Carter, Gwendolyn Hill and Barbara Shoag are all part of the SAC who took one to two years to get the program off the ground, they said. Hill explained that 8th District Councilmember Al Austin sent a letter to her home asking her to volunteer.

In the mornings, Hill neatly assembles chairs in the middle of the room and prepares the area for all the activities. She is tasked with giving out announcements and heating water for tea or coffee.

Shoag affectionately called Hill the “glue that holds all of this together” for staying the entire session on both days from 9 a.m. to 2 p.m., often staying longer to clean the space. Hill also transports Carter to and from the Expo Arts Center.

Hill insists this is all part of everybody’s role in the little community they have developed at the center.

“I do what I need to do,” she said. “It’s not just me, it’s everybody. We’re all a part of this.”

The social aspect of the program has allowed many residents to bond with one another, she added. For Hill, many of the seniors now know her interests and personality pretty well. For instance, they know Hill is quite the fan of lumpia, a Filipino egg roll.

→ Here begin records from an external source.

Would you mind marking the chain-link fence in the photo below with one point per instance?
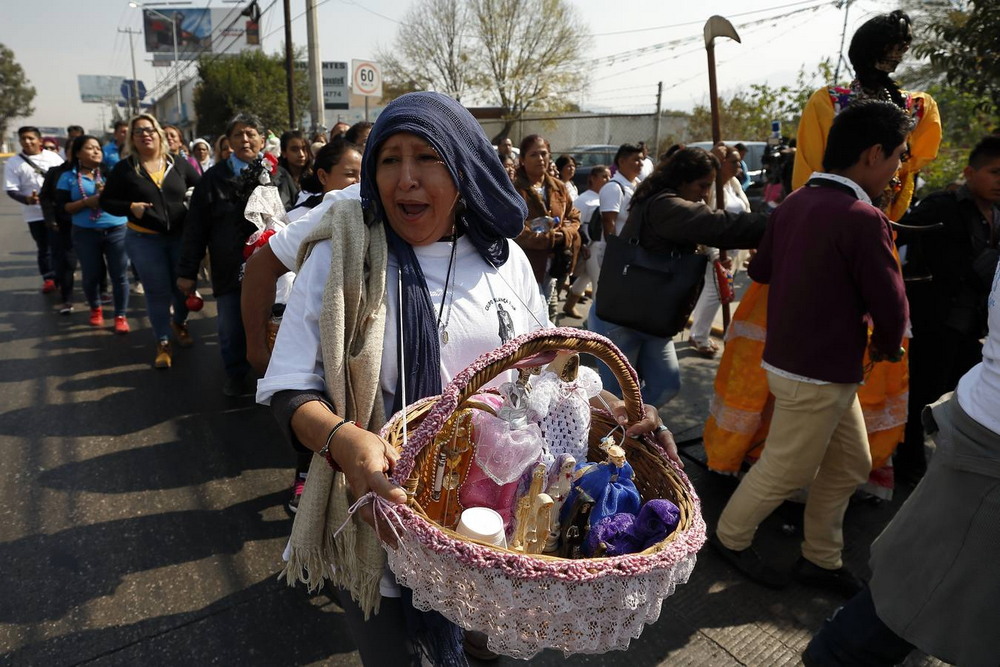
(571, 130)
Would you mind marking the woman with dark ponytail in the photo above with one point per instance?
(739, 419)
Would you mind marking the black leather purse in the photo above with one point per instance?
(651, 292)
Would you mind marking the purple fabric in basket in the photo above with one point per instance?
(625, 534)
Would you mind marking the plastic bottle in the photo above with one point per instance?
(273, 323)
(543, 224)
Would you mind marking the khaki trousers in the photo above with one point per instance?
(817, 439)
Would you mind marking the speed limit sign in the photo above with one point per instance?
(367, 78)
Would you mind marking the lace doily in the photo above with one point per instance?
(562, 410)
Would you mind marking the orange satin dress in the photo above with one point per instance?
(740, 411)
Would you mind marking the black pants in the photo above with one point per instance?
(855, 635)
(939, 357)
(40, 233)
(64, 261)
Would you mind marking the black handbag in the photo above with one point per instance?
(651, 292)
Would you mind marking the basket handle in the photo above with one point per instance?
(510, 355)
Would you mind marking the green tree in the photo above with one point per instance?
(530, 54)
(748, 113)
(15, 93)
(251, 82)
(440, 60)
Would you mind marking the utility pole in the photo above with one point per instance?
(135, 80)
(289, 66)
(659, 110)
(846, 4)
(315, 66)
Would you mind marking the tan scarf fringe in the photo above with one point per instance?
(352, 329)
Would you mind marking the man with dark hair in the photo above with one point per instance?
(828, 258)
(24, 175)
(950, 269)
(216, 223)
(114, 148)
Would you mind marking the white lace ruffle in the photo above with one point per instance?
(523, 617)
(562, 410)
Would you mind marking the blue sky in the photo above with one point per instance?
(631, 45)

“They bring them to me all the time, and I eat all of them,” she joked. “Once you get to know a person, you feel at ease. You feel comfortable. And, if you know something is wrong, you can go to that person… It’s like a family now. “

She detailed how one woman would attend the program and just sit. Her caregiver got her interested in joining in, and she loved it, Hill said. She recounted the woman’s comment, “Otherwise, I wouldn’t have anything to do.” Although the woman died last February, Hill said that the social interaction and the bonds she and other seniors develop make the program worthwhile at any point.

Hill told another story of a local woman whose husband died in August. She attends the program and plays Scrabble with one other woman when she comes to the center.

“Nobody else plays with them because they just want to play with each other,” Hill said. “And she’s gotten that little lady out of her box. She won’t stay home. She’ll come here for an hour or two hours and play Scrabble with her.”

Donna Bergeron-Birge, secretary of the SAC, said the seniors “laugh and cry and tell stories,” and that social context adds to their feeling of self-worth.

“They retire or they’re home alone, and I think they lose that sense of value,” she said. “By coming here and contributing and even helping in the smallest way — even if it’s just filling the water containers for paint or helping clean up or bringing a bag of beads for jewelry — those kind of things give them a sense of value and purpose… People just wither away without that.”